Thursday was a postcard day for horse racing at Santa Anita. Blue skies, soft clouds, swaying palm trees. The homes halfway up the San Gabriel Mountains were in clear view.
Had you just dropped in from Mars, you would be certain you'd found racing heaven.
It's not. At least not at the moment.
All the attention should be on Saturday's Santa Anita Handicap. It's the featured race of four months of featured races. They once had 85,527 people show up for it, back in 1985. It is the race in which Seabiscuit beat Kayak II and inspired the movie. Affirmed won it. So did Spectacular Bid and Alysheba. John Henry and Lava Man each won it twice.
Racing lives on in history and legend. The Big Cap has it and is it.
But the weather and its foibles and the humans and their politics have intervened. The story is less the race and more whether there will be one Saturday. And if not, why not and when will this all be fixed? The entire saga of California horse racing these days has fans demanding, in Jim Healy radio style, "Who goofed? I've got to know."
This will be the 73rd running of the Big Cap. It has never been postponed or cancelled. Saturday's forecast is for 70% chance of rain. In the good old days, before Santa Anita followed the mandate of the California Horse Racing Board and installed a synthetic track in 2008, that wouldn't have been an issue.
On Thursday, one veteran track official described a particularly bad winter in the late 1960s. He said there was constant rain, mudslides, houses sliding down the hills surrounding the track.
"There were some pretty lousy off-tracks, but we never missed a day of racing," he said.
If the Big Cap is rained out Saturday — with two other Grade I races, the Kilroe Mile and the Oaks, as well as the rescheduled Grade III Sham Stakes — it will mark the sixth lost day at this meeting. It will also be the 18th lost day since the installation of synthetics in 2008. Before that, Santa Anita had lost four — count ‘em, four — days to weather since it opened Christmas Day, 1934.
To be fair, other California tracks have fared better with the synthetics, ordered by the CHRB for safety purposes. Those results have been mixed. Not Santa Anita's. Its track doesn't drain. Horses can't swim fast, so racing gets called off.
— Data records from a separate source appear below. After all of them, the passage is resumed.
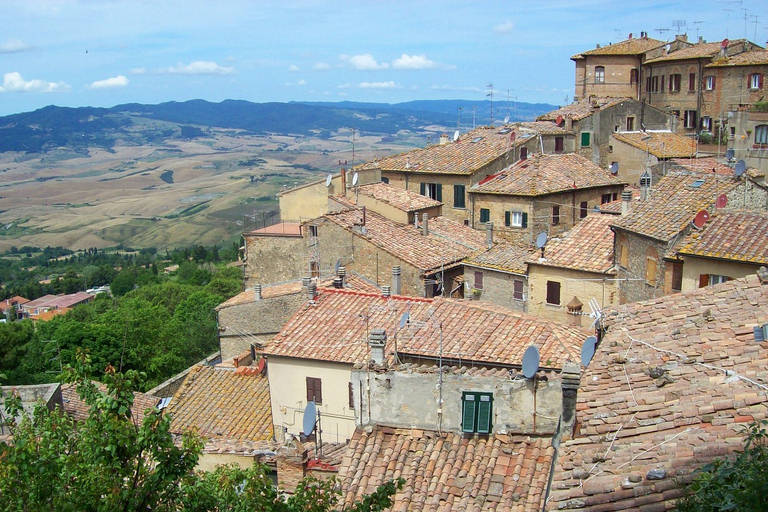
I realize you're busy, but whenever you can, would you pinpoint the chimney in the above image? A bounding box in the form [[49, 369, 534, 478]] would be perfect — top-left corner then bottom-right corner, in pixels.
[[621, 190, 632, 215], [392, 265, 402, 295], [368, 329, 387, 366], [560, 361, 581, 437]]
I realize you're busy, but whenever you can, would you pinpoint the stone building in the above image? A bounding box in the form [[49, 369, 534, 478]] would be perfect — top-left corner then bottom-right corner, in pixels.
[[470, 153, 624, 246]]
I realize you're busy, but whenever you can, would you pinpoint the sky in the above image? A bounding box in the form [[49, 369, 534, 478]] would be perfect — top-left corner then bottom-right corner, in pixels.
[[0, 0, 768, 116]]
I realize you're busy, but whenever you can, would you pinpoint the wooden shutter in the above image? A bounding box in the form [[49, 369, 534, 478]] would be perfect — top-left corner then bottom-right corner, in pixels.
[[461, 394, 477, 432]]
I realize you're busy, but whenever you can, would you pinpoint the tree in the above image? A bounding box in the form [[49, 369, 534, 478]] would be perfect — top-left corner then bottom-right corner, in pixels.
[[0, 356, 404, 512], [677, 420, 768, 512]]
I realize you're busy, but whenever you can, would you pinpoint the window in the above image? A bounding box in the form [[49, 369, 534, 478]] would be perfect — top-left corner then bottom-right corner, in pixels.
[[755, 124, 768, 144], [685, 110, 696, 128], [512, 279, 525, 300], [669, 73, 680, 92], [307, 377, 323, 404], [453, 185, 466, 208], [547, 281, 560, 306], [461, 391, 493, 434], [419, 183, 443, 201], [595, 66, 605, 84]]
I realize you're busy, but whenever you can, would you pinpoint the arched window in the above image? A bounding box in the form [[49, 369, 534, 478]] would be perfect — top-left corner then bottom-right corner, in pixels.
[[595, 66, 605, 84]]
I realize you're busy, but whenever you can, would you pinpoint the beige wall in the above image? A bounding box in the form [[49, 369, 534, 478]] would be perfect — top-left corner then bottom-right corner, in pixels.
[[528, 264, 619, 328], [267, 356, 355, 443]]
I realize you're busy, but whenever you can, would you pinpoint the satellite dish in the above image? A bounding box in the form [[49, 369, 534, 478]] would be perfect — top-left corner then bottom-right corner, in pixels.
[[302, 402, 317, 436], [523, 345, 539, 379], [693, 210, 709, 229], [715, 194, 728, 208], [581, 336, 597, 368]]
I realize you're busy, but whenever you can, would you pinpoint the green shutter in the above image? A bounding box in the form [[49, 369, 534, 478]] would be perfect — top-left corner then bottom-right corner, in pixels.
[[461, 394, 477, 432], [477, 395, 491, 434]]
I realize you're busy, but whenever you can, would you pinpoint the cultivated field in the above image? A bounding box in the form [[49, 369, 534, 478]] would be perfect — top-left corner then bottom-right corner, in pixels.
[[0, 130, 426, 252]]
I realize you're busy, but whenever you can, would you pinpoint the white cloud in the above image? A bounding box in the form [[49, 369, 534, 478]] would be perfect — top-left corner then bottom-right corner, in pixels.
[[160, 60, 235, 75], [358, 80, 399, 89], [392, 54, 435, 69], [493, 21, 515, 34], [0, 39, 32, 53], [90, 75, 128, 89], [0, 71, 70, 92], [341, 53, 389, 71]]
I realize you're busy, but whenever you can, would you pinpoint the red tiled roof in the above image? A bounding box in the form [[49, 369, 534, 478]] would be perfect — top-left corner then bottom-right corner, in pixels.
[[339, 427, 554, 512], [322, 209, 486, 271], [547, 275, 768, 512], [611, 130, 696, 158], [613, 171, 738, 242], [528, 213, 616, 273], [470, 153, 623, 196], [167, 366, 273, 442], [677, 210, 768, 264]]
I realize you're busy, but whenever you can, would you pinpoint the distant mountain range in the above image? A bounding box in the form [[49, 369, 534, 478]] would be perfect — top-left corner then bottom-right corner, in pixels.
[[0, 100, 558, 153]]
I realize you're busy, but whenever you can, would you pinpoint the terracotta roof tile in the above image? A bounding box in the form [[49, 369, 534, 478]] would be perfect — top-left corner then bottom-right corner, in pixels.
[[358, 182, 443, 212], [322, 209, 486, 270], [611, 130, 696, 158], [167, 366, 273, 442], [339, 427, 554, 512], [547, 275, 768, 512], [470, 153, 623, 196], [528, 213, 616, 273], [677, 210, 768, 264], [613, 171, 738, 242]]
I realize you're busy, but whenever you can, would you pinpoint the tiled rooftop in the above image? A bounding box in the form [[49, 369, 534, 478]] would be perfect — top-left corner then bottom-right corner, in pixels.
[[704, 50, 768, 68], [339, 427, 554, 512], [571, 37, 667, 59], [470, 153, 623, 196], [536, 96, 627, 121], [529, 213, 616, 274], [264, 289, 584, 368], [361, 126, 534, 175], [612, 130, 696, 158], [323, 209, 486, 270], [358, 183, 443, 212], [547, 275, 768, 512], [613, 171, 738, 242], [166, 366, 273, 442], [464, 242, 534, 274], [677, 210, 768, 264]]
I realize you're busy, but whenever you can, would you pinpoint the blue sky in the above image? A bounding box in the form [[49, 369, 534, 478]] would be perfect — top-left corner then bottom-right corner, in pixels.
[[0, 0, 768, 115]]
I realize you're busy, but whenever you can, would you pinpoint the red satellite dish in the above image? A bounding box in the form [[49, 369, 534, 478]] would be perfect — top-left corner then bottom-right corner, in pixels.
[[715, 194, 728, 208], [693, 210, 709, 228]]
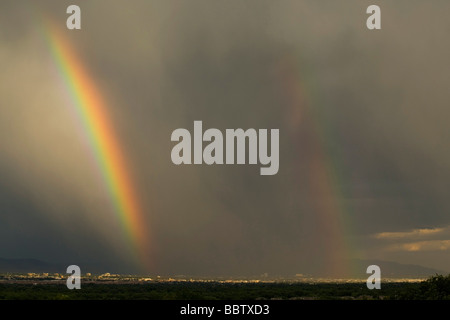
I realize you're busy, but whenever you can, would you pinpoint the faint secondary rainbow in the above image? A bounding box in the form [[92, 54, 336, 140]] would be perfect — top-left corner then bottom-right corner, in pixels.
[[43, 22, 150, 268], [280, 56, 356, 277]]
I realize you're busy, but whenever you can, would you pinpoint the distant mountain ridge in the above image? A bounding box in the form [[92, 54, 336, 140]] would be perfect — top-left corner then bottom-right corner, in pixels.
[[0, 258, 449, 279], [0, 258, 67, 273], [355, 260, 449, 278]]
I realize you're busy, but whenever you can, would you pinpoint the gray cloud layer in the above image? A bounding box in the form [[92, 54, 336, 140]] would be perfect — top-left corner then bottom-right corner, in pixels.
[[0, 0, 450, 274]]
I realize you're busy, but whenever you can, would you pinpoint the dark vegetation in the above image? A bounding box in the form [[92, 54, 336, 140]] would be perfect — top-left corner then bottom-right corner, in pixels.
[[0, 275, 450, 300]]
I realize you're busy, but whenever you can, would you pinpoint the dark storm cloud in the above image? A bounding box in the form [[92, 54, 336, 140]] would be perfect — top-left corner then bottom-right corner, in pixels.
[[0, 1, 450, 274]]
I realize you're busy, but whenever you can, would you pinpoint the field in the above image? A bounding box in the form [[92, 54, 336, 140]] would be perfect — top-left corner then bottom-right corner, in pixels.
[[0, 275, 450, 300]]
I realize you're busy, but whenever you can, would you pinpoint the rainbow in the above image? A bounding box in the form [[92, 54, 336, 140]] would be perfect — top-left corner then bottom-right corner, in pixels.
[[43, 22, 150, 267], [280, 55, 356, 278]]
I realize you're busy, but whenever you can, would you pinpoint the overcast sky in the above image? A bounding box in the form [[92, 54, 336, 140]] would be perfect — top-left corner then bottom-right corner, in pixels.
[[0, 0, 450, 276]]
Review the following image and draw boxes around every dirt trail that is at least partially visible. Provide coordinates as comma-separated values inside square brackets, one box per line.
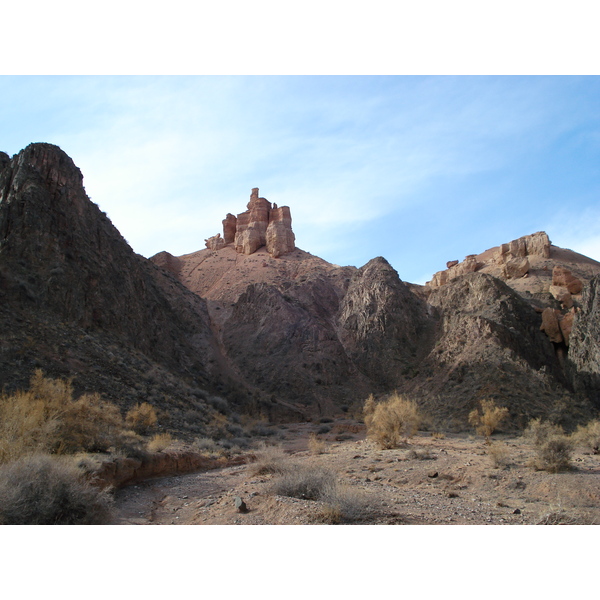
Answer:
[111, 421, 600, 525]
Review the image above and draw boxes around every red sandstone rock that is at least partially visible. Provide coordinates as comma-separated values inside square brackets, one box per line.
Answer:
[266, 206, 296, 258]
[558, 310, 575, 346]
[223, 213, 237, 244]
[502, 257, 530, 279]
[234, 188, 271, 254]
[549, 285, 573, 308]
[540, 308, 564, 344]
[204, 233, 225, 250]
[552, 267, 583, 294]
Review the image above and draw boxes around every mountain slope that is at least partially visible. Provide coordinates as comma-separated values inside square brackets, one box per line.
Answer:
[0, 144, 248, 428]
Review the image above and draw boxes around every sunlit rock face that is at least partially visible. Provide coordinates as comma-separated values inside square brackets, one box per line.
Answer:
[205, 188, 296, 258]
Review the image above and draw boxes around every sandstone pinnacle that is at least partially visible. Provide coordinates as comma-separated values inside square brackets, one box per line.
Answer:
[205, 188, 296, 258]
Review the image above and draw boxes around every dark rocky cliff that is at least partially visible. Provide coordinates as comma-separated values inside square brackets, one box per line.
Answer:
[0, 144, 247, 424]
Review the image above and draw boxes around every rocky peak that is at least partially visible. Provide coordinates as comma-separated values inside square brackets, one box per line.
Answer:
[427, 231, 551, 288]
[205, 188, 296, 258]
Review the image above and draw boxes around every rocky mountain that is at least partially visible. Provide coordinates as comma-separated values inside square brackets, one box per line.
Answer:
[0, 144, 251, 434]
[0, 144, 600, 432]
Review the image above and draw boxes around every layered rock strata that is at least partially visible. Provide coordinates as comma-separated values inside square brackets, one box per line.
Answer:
[427, 231, 551, 288]
[205, 188, 296, 258]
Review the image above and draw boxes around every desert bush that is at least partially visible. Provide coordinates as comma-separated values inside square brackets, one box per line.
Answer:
[308, 433, 327, 454]
[146, 433, 173, 452]
[523, 419, 564, 447]
[534, 435, 573, 473]
[469, 400, 508, 444]
[0, 455, 111, 525]
[363, 393, 423, 448]
[250, 442, 289, 475]
[316, 483, 369, 525]
[0, 370, 123, 463]
[272, 464, 337, 500]
[571, 420, 600, 454]
[487, 444, 510, 469]
[125, 402, 158, 435]
[523, 419, 573, 473]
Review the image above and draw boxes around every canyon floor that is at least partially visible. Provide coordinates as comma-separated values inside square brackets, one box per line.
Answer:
[115, 419, 600, 525]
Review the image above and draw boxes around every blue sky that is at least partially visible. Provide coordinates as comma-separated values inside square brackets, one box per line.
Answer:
[0, 76, 600, 283]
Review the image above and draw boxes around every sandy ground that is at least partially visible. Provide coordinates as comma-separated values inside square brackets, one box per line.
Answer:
[115, 420, 600, 525]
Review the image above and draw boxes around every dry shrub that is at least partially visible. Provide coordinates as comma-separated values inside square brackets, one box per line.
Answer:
[271, 461, 368, 524]
[250, 442, 289, 475]
[125, 402, 158, 435]
[146, 433, 173, 452]
[0, 455, 111, 525]
[272, 464, 337, 500]
[535, 435, 573, 473]
[316, 483, 369, 525]
[571, 420, 600, 454]
[523, 419, 564, 447]
[363, 393, 423, 448]
[308, 433, 327, 454]
[524, 419, 573, 473]
[487, 444, 510, 469]
[0, 370, 123, 463]
[469, 400, 508, 444]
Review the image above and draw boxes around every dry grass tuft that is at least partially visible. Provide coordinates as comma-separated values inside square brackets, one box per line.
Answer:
[469, 400, 508, 444]
[0, 455, 112, 525]
[0, 370, 132, 463]
[363, 393, 423, 448]
[571, 419, 600, 454]
[487, 444, 510, 469]
[125, 402, 158, 435]
[523, 419, 573, 473]
[308, 433, 327, 454]
[250, 442, 289, 475]
[146, 433, 173, 452]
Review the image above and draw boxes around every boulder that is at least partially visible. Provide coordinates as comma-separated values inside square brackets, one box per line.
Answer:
[234, 188, 271, 254]
[223, 213, 237, 244]
[540, 308, 565, 344]
[266, 206, 296, 258]
[204, 233, 225, 250]
[552, 266, 583, 294]
[549, 285, 573, 308]
[502, 257, 530, 279]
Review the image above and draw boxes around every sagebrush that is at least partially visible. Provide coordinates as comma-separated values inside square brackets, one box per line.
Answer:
[0, 455, 112, 525]
[0, 370, 127, 464]
[523, 419, 573, 473]
[363, 393, 423, 448]
[469, 400, 508, 444]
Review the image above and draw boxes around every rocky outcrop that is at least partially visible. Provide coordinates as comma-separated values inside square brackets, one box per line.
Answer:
[205, 188, 296, 258]
[552, 266, 583, 294]
[427, 231, 550, 288]
[339, 257, 433, 389]
[234, 188, 271, 254]
[405, 273, 569, 428]
[0, 144, 246, 406]
[223, 213, 237, 244]
[496, 231, 550, 264]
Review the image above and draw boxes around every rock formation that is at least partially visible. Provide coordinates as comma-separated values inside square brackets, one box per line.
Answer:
[205, 188, 296, 258]
[427, 231, 550, 288]
[0, 144, 248, 422]
[569, 275, 600, 410]
[0, 144, 600, 428]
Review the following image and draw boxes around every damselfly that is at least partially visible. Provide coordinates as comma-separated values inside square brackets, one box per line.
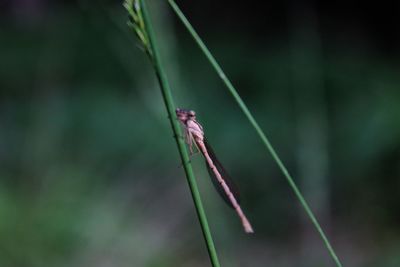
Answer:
[176, 108, 254, 233]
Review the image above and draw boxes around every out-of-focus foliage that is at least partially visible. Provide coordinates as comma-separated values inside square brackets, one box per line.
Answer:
[0, 1, 400, 267]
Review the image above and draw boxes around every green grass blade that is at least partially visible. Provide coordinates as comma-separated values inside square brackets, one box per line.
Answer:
[128, 0, 220, 267]
[168, 0, 342, 267]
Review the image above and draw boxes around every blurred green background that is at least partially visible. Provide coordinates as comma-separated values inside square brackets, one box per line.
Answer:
[0, 0, 400, 267]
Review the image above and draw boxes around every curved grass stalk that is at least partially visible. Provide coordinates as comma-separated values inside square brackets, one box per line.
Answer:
[168, 0, 342, 267]
[124, 0, 220, 267]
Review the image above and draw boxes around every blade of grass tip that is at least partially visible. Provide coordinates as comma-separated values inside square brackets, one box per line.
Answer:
[138, 0, 220, 267]
[168, 0, 342, 267]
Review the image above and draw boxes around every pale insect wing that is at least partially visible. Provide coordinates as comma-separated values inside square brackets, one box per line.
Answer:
[204, 139, 240, 208]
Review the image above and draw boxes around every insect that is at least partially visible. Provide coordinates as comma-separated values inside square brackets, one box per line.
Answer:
[176, 108, 254, 233]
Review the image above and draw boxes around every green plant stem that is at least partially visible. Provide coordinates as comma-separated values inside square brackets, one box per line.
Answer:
[168, 0, 342, 267]
[139, 0, 220, 267]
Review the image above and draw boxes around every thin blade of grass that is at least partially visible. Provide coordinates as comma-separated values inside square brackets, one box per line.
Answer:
[131, 0, 220, 267]
[168, 0, 342, 267]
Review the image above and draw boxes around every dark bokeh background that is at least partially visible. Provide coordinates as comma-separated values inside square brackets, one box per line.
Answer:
[0, 0, 400, 267]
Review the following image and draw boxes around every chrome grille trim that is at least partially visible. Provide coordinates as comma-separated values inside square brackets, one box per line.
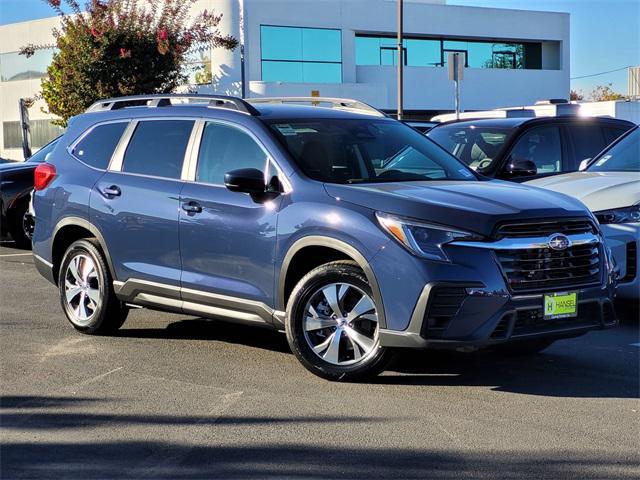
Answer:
[450, 233, 601, 250]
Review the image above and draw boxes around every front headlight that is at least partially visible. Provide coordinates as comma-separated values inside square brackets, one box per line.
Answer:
[593, 204, 640, 225]
[376, 212, 474, 262]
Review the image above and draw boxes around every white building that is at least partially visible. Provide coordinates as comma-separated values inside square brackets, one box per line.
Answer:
[0, 0, 570, 158]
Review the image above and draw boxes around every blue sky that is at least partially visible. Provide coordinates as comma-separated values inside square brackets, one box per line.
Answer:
[0, 0, 640, 93]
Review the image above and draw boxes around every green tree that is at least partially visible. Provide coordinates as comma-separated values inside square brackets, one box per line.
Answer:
[21, 0, 238, 126]
[589, 83, 624, 102]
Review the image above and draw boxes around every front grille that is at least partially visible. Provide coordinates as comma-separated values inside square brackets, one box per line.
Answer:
[494, 219, 597, 240]
[496, 245, 600, 292]
[491, 314, 511, 338]
[511, 302, 602, 338]
[422, 286, 466, 338]
[620, 242, 638, 283]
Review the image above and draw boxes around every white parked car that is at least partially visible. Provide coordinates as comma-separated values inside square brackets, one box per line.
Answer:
[527, 126, 640, 300]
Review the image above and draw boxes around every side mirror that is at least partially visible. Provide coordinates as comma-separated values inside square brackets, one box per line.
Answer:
[506, 158, 538, 177]
[578, 158, 591, 172]
[224, 168, 266, 195]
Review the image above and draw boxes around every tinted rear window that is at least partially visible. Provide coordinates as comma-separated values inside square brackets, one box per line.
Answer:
[122, 120, 194, 179]
[71, 122, 128, 170]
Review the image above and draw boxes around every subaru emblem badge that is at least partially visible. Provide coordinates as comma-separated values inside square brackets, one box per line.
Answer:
[547, 233, 571, 250]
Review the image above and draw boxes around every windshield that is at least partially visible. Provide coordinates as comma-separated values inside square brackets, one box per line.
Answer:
[268, 118, 476, 183]
[587, 127, 640, 172]
[427, 125, 512, 171]
[27, 137, 60, 163]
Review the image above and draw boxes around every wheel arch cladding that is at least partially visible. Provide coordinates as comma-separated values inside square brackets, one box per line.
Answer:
[277, 236, 386, 328]
[51, 218, 116, 280]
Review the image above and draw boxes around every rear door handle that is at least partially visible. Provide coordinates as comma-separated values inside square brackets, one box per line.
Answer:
[182, 202, 202, 213]
[102, 185, 122, 198]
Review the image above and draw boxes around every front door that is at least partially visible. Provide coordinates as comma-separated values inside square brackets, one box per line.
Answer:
[180, 122, 281, 321]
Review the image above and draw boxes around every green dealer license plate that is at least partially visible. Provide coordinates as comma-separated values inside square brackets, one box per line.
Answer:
[544, 292, 578, 320]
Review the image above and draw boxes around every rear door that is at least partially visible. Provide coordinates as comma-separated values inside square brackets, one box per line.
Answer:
[91, 119, 195, 290]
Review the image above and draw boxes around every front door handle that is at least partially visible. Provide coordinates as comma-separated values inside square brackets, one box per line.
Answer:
[182, 202, 202, 213]
[102, 185, 122, 198]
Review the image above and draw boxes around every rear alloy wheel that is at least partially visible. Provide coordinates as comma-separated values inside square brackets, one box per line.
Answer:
[287, 261, 389, 380]
[58, 239, 128, 334]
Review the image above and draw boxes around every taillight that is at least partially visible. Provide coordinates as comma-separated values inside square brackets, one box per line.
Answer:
[33, 163, 56, 190]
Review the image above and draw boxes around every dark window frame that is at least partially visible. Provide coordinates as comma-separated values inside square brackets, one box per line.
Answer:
[260, 23, 344, 84]
[355, 32, 545, 70]
[120, 117, 198, 182]
[192, 118, 272, 188]
[67, 118, 131, 172]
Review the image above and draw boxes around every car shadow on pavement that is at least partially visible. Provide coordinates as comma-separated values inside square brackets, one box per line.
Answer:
[116, 319, 640, 398]
[0, 440, 637, 480]
[115, 318, 291, 353]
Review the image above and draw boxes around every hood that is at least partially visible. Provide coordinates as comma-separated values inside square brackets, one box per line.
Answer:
[325, 180, 589, 236]
[527, 172, 640, 212]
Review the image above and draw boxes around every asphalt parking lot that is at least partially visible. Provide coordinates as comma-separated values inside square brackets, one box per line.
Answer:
[0, 243, 640, 479]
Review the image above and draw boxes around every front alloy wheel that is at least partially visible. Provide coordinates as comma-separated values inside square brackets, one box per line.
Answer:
[304, 283, 378, 365]
[286, 260, 390, 381]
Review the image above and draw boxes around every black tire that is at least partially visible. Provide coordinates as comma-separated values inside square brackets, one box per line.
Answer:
[497, 338, 555, 356]
[286, 260, 392, 382]
[9, 200, 31, 250]
[58, 239, 129, 335]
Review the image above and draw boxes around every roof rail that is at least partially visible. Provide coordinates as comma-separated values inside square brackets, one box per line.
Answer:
[86, 93, 260, 116]
[248, 97, 387, 117]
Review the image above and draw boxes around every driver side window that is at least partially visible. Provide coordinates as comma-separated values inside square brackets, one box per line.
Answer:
[196, 122, 267, 185]
[510, 126, 562, 174]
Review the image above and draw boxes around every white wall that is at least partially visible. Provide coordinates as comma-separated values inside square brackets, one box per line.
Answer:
[0, 0, 569, 158]
[0, 16, 60, 160]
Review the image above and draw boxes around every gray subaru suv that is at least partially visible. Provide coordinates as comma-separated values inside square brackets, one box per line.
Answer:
[33, 95, 616, 380]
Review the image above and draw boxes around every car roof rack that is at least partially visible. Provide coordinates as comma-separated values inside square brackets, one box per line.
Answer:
[247, 97, 387, 117]
[86, 93, 260, 116]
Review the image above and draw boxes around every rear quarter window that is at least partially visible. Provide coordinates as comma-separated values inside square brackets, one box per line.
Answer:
[71, 122, 128, 170]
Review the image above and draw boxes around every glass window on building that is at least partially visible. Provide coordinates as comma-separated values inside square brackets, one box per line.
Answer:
[260, 25, 342, 83]
[0, 48, 55, 82]
[356, 35, 542, 70]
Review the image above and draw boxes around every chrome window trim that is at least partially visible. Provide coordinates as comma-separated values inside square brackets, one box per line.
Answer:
[109, 116, 201, 181]
[107, 120, 138, 172]
[67, 118, 131, 172]
[449, 233, 601, 250]
[184, 118, 293, 195]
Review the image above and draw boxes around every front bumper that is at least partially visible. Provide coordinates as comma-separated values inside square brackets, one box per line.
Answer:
[371, 229, 617, 348]
[380, 282, 617, 348]
[600, 223, 640, 300]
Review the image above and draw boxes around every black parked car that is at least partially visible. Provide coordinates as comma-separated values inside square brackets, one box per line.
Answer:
[0, 138, 58, 248]
[427, 115, 635, 182]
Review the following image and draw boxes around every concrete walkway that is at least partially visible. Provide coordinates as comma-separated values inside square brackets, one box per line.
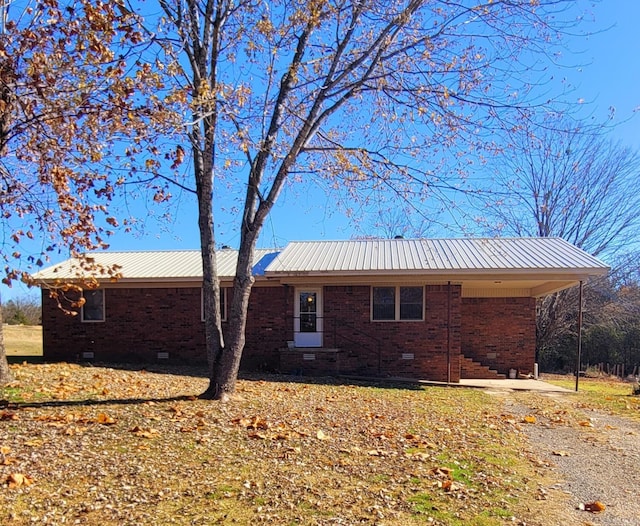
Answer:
[458, 379, 574, 393]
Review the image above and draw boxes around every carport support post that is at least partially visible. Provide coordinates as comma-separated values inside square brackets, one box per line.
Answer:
[576, 281, 582, 392]
[447, 281, 451, 384]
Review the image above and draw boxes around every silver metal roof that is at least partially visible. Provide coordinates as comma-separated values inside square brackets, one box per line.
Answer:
[35, 249, 277, 281]
[265, 238, 608, 277]
[35, 238, 609, 282]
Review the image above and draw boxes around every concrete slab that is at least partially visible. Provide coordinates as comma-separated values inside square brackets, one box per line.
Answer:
[458, 379, 574, 393]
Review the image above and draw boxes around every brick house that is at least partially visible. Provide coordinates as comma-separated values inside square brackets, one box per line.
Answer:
[37, 238, 608, 382]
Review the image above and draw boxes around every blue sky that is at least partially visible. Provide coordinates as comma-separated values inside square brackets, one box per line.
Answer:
[0, 0, 640, 302]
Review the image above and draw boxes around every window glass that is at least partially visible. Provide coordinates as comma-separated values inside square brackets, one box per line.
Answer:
[82, 290, 104, 321]
[373, 287, 396, 320]
[400, 287, 423, 320]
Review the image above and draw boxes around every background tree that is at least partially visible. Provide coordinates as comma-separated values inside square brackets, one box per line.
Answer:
[151, 0, 584, 398]
[481, 115, 640, 368]
[0, 0, 171, 384]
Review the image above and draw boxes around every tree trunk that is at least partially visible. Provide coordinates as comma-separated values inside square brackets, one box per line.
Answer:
[202, 230, 257, 400]
[0, 305, 13, 387]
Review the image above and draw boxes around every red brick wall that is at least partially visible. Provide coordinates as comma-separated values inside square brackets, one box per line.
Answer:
[462, 298, 536, 374]
[324, 285, 460, 382]
[43, 285, 535, 382]
[42, 287, 290, 370]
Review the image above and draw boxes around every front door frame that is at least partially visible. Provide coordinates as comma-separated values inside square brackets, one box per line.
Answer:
[293, 286, 324, 347]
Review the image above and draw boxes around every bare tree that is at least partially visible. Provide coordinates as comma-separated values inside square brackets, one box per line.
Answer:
[482, 115, 640, 372]
[151, 0, 584, 399]
[484, 117, 640, 256]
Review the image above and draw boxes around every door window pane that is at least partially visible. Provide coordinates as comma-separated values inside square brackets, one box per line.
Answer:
[300, 292, 318, 332]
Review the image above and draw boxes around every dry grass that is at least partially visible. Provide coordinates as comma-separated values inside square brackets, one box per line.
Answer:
[2, 325, 42, 356]
[0, 364, 552, 526]
[543, 375, 640, 420]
This was all headed toward a logical conclusion. On Jan. 18, Santa Anita President Ron Charles announced that, after the meeting ended in April, a new track would be installed. The CHRB now said that was OK. Charles didn't specifically say so, but the presumption was that the surface would be good, old-fashioned, time-tested dirt.
But early this week, track owner Frank Stronach plodded into the muck. He said the surface might not be replaced, that it might remain synthetic. In the midst of bankruptcy proceedings involving his parent company, an action from which Santa Anita was recently removed, Stronach seemed to be concerned about the $10-million price tag to replace the track.
In a classic head-scratcher quote, Stronach said, "As an intelligent person, you don't go out and spend $10 million without research."
A hundred years of horses racing on dirt is not research?
Charles was out of town Thursday and unavailable for comment. Had he been here, he probably wouldn't have commented, anyway, since it would have been tough from under the bus where Stronach threw him. Charles is good at shutting up and holding things together. Reach your own conclusion on Stronach.
In summary, Southern California racing has Santa Anita, aka The Big Puddle. It has Hollywood Park, aka The Wrecking Ball. It has Del Mar, aka Ocean View and Scary Track.
It also has the Breeders' Cup wanting to come to Santa Anita on a permanent basis, but to a track surface it won't accept.
Healy had it right. Who goofed? We've got to know.